There are five categories of safety-related parts of control systems. They can be summarized this way:
- Category B . . . components that withstand environment . . .
- Category 1 . . . well-tried safety components and principles . . .
- Category 2 . . . components that are monitored before machine starts up . . .
- Category 3 . . . dual-monitored; single fault won’t lose safety function . . .
- Category 4 . . . dual monitored; all foreseeable faults detected . . .
In most cases the best-practice is to use the highest category component available, which is usually, but not always, Category 3 or Category 4.
“Light curtains aren’t all the same,” Harrison warns. “If you Google ‘light curtains,’ the best practice is to make sure you’re looking at a Category 4 device, which many brand names offer. Light curtains in lower categories are also available.”
Older machines aren’t “grandfathered” into safety standards. Regardless of age, they require safeguarding.
“OSHA regulations are only guidelines, not the law.” Not true.
Two congressmen from Wisconsin introduced legislation in 1970 establishing OSHA. The biggest “catch-all” in OSHA regulations is the “general duty clause” (5)(a)(1) that requires employers to provide a place of employment free from recognized hazards causing death or serious physical injury, which is essentially a safe and healthful workplace.

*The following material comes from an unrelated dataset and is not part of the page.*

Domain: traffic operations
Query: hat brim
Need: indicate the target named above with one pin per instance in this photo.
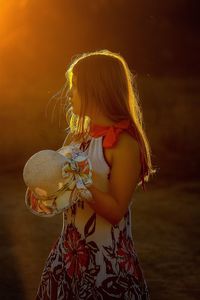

OSHA started out with all 50 states being under federal jurisdiction. In recent years, about half of the states have petitioned to become a “state approved plan,” while the rest remain federal. In most states, the regulations between the two are very similar, Harrison says.
In any case, failure to follow these regulations results in citations.
OSHA 1910.212 requires employers to provide guards, devices, methods or some combination of the three to protect people from hazards. However, because OSHA’s machine guarding regulations have changed little since 1975, Harrison again advises that companies follow other standards to “fill in the details” left by OSHA’s wording.
Again, as Harrison explains in myth 2, the best place to go for advice, especially for a company that’s been cited for a violation on a metal processing machine, is the ANSI B11 standards. Harrison recommends paying close attention to B11.19.
Previously, Harrison says, ANSI B11 standards each had their own safeguarding section, which means companies had to purchase copies of each of the 24 standards. The “safeguarding section” is now consolidated under B11.19 for user convenience. In many cases, this reduces the number of standards to purchase.